I have to respectfully diagree guys on the temp issue.
I ran a bug like that for awhile while turning it into a baja.
It still had the rear fender portions on it but no apron and
no rear deck lid. It ran cooler. Maybe it is because we live in the Pacific Northwest and dont see allot of that Sunshine stuff
Just my experience. It will be interesting ti see in any event.

Ive got a buddy of mine that is running a 72 pass
on his external oil cooler He runs his fans pushing.
They are mounted on top of his oil cooler and the oil
cooler is mounted at an angle above the engine.
This is a baja that sees daily use and off roading.
He also mounted a cover over the whole thing a
an air scoop. He said he vary rarely uses the fans.
I always thought this would be a great way to get heat into the car. You cound mount it so the fans push the hot air into the cabin. And not have to run heater boxes.

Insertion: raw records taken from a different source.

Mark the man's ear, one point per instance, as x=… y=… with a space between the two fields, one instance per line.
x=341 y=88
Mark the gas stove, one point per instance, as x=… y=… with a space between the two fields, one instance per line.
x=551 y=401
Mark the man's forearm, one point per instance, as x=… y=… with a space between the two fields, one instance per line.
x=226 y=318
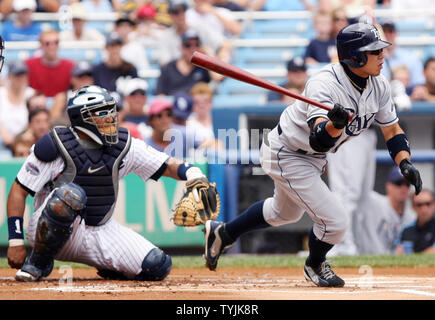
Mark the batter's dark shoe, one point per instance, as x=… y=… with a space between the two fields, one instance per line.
x=323 y=276
x=216 y=240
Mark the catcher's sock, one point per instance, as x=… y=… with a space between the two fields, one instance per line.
x=250 y=219
x=318 y=251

Although with a 1904 I have to wonder if your really getting any benifit from a External cooler? I have seen many engines wasted from a well intentioned person running external oil coolers. The stock Dog house oil cooler actually works quite well. As a side note you need to get oil cooler lines that
are designed for oil. You cannot use Coolant lines
like the typ. auto parts store sells. The oil will just break it down and they will fail.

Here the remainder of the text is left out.